Circle of Crows are a hard-rocking trio from Cornwall who have developed a strong following in the South West and are now looking to expand their reach. They are Kyle Gormley on vocals and guitar, Josh Smith on bass and Steve Sudlow on drums. Their debut six track EP Everything Comes After Zero is released on 17th August. The opening track, How to Wait for Nothing is out now. Their promotional blurb talks about engaging hooks and muscular riffs and cites influences like Audioslave, Metallica and Biffy Clyro. The band themselves, in an interview posted on their Facebook page, list other bands like Soundgarden, Bruce Springsteen (yes!), Muse, Incubus, Red Hot Chilli Peppers and Rage Against the Machine as favourites. So shove all that lot into the mix, with maybe some Royal Blood as seasoning and you might start to get an impression about what comes out the other end.
And yeah, what comes out is really good! Circle of Crows are not a straightforward metal band. They know how to lay down a punching riff, but all the songs don’t stand still. There is no heads-down thrash here: you might get a bit of riffing designed for the mosh pit, but it will quickly turn into a bit of guitar noodling or an anthemic chorus. There is a lot going on! It’s a pretty ambitious debut, and very well-produced. No murky vocals or muffled basslines here. The sound is sharp and true. So, let’s go through the songs. They all merit a mention.
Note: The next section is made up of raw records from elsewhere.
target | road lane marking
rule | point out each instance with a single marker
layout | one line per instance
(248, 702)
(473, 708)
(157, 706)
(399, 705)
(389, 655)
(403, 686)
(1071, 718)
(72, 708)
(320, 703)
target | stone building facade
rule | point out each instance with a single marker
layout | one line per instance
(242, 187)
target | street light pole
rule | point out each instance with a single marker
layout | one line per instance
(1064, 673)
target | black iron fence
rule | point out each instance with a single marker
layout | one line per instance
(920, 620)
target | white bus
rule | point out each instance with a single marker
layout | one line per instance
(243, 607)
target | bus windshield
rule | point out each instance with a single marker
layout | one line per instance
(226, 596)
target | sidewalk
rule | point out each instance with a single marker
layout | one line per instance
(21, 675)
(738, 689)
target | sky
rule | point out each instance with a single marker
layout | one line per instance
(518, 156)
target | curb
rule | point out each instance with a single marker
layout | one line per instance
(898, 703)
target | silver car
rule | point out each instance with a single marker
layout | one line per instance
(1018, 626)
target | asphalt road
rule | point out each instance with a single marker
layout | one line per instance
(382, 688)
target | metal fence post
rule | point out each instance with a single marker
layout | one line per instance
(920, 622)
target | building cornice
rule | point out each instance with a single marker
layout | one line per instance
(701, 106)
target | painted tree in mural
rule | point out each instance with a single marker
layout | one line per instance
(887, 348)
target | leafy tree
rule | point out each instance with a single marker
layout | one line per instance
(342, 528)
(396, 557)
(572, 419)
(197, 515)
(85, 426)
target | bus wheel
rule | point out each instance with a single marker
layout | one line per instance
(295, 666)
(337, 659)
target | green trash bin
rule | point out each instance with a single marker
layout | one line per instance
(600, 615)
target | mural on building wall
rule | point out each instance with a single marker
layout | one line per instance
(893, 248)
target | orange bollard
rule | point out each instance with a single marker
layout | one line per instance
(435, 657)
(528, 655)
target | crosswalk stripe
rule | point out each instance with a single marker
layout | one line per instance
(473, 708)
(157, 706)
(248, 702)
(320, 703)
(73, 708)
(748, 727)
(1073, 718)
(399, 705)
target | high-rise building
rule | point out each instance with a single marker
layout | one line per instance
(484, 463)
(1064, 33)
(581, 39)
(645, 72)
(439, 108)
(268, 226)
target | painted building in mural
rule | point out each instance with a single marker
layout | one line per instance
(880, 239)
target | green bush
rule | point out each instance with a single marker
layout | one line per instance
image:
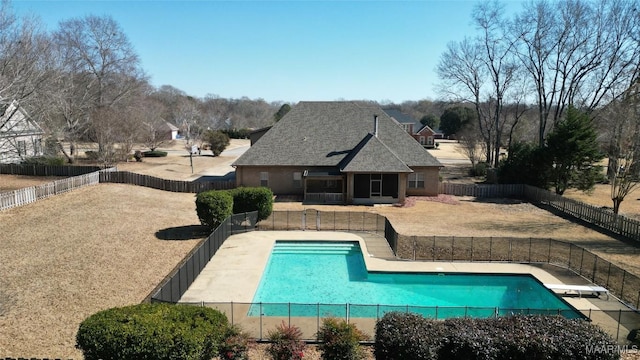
(213, 207)
(235, 345)
(407, 336)
(152, 331)
(480, 169)
(340, 340)
(286, 343)
(248, 199)
(45, 160)
(410, 336)
(154, 153)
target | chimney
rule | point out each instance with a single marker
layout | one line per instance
(375, 125)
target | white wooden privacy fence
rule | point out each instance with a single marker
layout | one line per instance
(31, 194)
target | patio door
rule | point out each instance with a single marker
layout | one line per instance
(376, 185)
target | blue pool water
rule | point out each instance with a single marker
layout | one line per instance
(309, 278)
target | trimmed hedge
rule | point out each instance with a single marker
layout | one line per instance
(213, 207)
(248, 199)
(154, 153)
(152, 331)
(411, 336)
(340, 340)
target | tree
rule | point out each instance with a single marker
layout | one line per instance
(431, 121)
(623, 170)
(573, 151)
(577, 53)
(217, 140)
(100, 71)
(454, 119)
(284, 109)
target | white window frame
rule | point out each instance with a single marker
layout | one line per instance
(297, 180)
(264, 178)
(415, 180)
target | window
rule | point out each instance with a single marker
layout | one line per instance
(22, 148)
(416, 180)
(264, 178)
(297, 180)
(37, 146)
How to Wait for Nothing is a strong opener. I’m not surprised it’s the single. The opening riff immediately reminded me of Royal Blood, but that didn’t last long as it went into a reflective bit and then went all Metallica. And then got into an almost jazz-rocky vein for a moment, before heading back to Metallica-land. It jumps around time signatures, but stays coherent. I’m listening to it for the fourth time now and I’m thinking, this is awesome!
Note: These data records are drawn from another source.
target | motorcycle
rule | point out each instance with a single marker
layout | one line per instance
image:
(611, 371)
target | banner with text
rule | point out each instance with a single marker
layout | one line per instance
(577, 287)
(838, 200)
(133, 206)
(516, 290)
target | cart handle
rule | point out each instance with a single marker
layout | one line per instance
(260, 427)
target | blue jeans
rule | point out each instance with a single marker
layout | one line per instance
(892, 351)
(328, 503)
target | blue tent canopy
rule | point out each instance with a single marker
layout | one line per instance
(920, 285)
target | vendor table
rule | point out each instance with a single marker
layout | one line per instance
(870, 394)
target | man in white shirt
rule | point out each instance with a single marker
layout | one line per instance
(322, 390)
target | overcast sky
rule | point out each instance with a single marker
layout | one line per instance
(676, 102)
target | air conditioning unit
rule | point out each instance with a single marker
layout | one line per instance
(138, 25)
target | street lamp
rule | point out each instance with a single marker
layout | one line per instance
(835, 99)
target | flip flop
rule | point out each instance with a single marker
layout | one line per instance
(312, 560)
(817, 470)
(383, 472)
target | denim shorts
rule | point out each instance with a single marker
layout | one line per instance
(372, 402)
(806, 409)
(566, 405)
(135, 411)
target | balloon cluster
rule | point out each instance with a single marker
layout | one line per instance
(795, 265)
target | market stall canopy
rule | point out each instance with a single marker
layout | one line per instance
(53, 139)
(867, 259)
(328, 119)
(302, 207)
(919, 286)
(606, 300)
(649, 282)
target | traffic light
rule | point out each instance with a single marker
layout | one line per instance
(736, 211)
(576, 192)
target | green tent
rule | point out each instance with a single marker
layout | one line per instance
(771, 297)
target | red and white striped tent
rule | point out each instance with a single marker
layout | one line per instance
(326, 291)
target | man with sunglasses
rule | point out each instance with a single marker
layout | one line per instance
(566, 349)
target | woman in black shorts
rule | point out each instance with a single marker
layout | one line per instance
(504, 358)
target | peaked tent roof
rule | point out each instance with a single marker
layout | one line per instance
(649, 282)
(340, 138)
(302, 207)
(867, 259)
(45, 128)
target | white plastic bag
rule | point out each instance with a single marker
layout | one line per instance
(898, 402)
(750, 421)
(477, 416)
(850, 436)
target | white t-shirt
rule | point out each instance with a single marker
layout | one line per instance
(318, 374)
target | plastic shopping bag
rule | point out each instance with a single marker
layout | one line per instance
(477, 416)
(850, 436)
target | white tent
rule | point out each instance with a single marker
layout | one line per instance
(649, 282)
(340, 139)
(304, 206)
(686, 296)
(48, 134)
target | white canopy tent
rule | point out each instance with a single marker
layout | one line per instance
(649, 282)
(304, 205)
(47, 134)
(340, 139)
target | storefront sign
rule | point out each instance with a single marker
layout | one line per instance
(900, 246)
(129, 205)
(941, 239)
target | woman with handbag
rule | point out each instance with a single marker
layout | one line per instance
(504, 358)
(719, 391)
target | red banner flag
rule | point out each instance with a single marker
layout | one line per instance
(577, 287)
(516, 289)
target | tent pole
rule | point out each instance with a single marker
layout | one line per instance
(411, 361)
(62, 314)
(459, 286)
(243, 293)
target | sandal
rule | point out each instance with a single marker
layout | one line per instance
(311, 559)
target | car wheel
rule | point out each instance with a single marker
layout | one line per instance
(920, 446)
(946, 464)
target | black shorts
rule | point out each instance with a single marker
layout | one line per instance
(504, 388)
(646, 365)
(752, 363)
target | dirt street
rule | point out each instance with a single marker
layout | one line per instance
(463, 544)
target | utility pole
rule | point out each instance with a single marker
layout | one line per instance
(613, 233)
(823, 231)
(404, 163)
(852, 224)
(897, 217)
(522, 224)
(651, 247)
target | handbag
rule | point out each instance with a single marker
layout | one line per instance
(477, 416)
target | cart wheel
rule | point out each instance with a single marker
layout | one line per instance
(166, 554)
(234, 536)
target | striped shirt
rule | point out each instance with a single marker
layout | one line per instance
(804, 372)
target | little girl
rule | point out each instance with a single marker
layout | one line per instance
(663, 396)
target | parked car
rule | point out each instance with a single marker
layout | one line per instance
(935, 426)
Broken Children is more straight-up rock, until it gets into a fat bass and the soloing. Some very good musicianship. Lyrics maybe a bit obvious. A bit more allusiveness that still gets the message across wouldn’t do any harm. A mention for Kyle Gormley’s singing though: he’s very expressive, he can go up and down the range and has a nice sense of melody. Impressive.
Into the Sun is my early favourite: it’s the power ballad here. The opening guitar could be Snow Patrol, but it soon turns into a very American-sounding melodic rock anthem. Mobiles out for this one. Roaring guitars and some of those minor keys to tug at the emotions. This must surely end up being a crowd favourite.
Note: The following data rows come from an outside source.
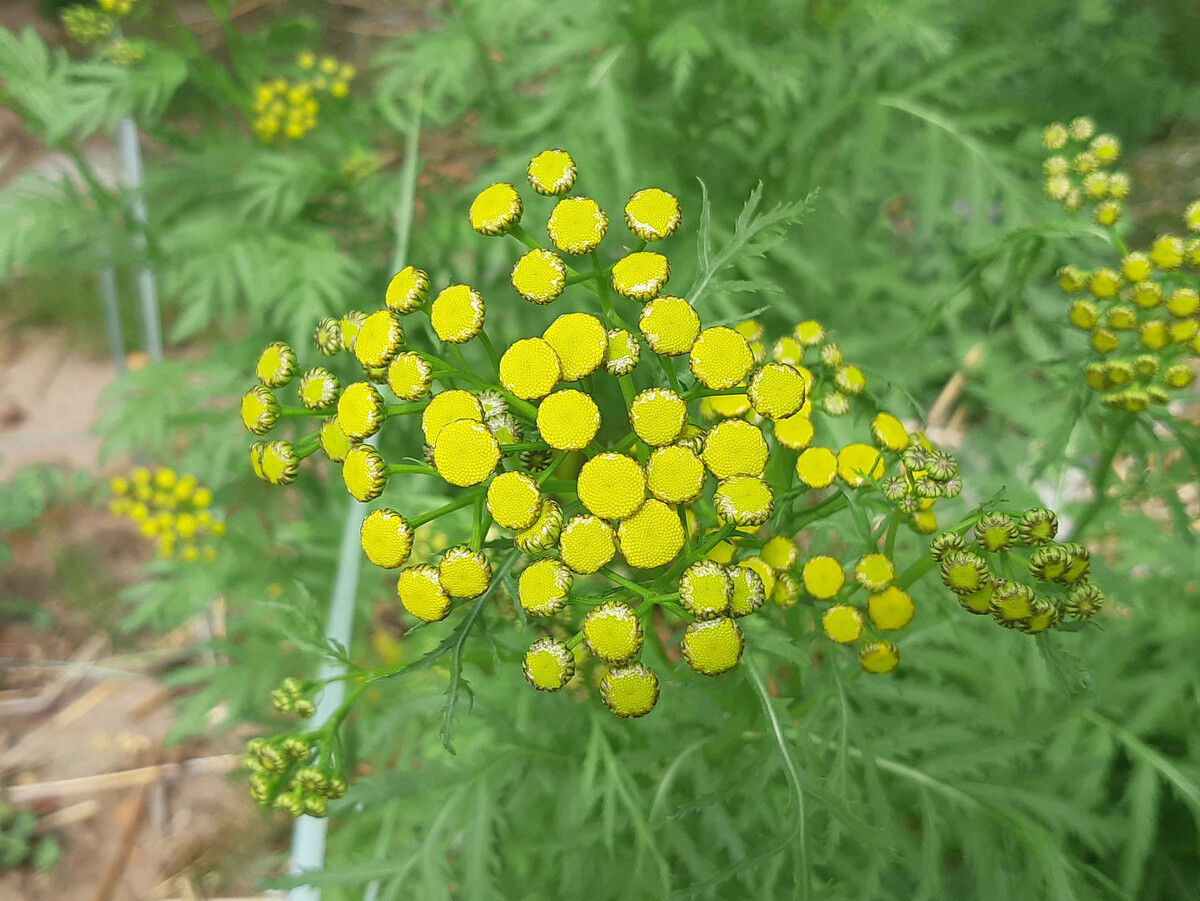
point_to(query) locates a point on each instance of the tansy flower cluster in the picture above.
(288, 107)
(174, 511)
(1141, 314)
(1013, 570)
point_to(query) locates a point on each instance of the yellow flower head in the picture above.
(670, 325)
(544, 587)
(580, 340)
(652, 214)
(539, 276)
(529, 368)
(713, 646)
(444, 408)
(379, 338)
(549, 665)
(496, 210)
(777, 390)
(552, 172)
(641, 275)
(276, 366)
(658, 415)
(409, 376)
(652, 536)
(675, 474)
(720, 358)
(622, 354)
(421, 593)
(587, 544)
(613, 632)
(577, 224)
(706, 589)
(735, 448)
(466, 452)
(360, 410)
(630, 690)
(387, 539)
(465, 572)
(407, 290)
(457, 313)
Everything Comes After Zero is a frantic piece in which Kyle’s singing wrestles the jerky riff. There’s a lot of Metallica in this one, but with more melody. Nightmare Cinema has the most straightforward riff on the EP (and I like it for that) and that brings back the Royal Blood comparison. Circle of Crows have a bit more depth though, having a bassist…everyone should have a bassist really, that’s what people dance to. Of course the song doesn’t stick to one formula: you get a high-speed, high-pitch solo too. A little bit of Van Halen maybe.
Then then an epic to finish in Open Doors. I love the first line: “I don’t like open doors”. That opens any manner of psychological possibilities, and I think this track explores quite a lot of them. Kyle might not like open doors, but he wants someone to come into his world. There is some great guitar on this song: some subtle playing and a big crescendo too. This one would do alright in the stadium.
So, in conclusion, I really enjoyed listening to Everything Comes After Zero. As I said at the beginning, there is a lot going on, and that makes the music interesting without making it messy. The combination of some powerful riffs, a very solid bass and drum foundation and Kyle’s strong voice makes me think they would be terrific live. Get up to London, lads!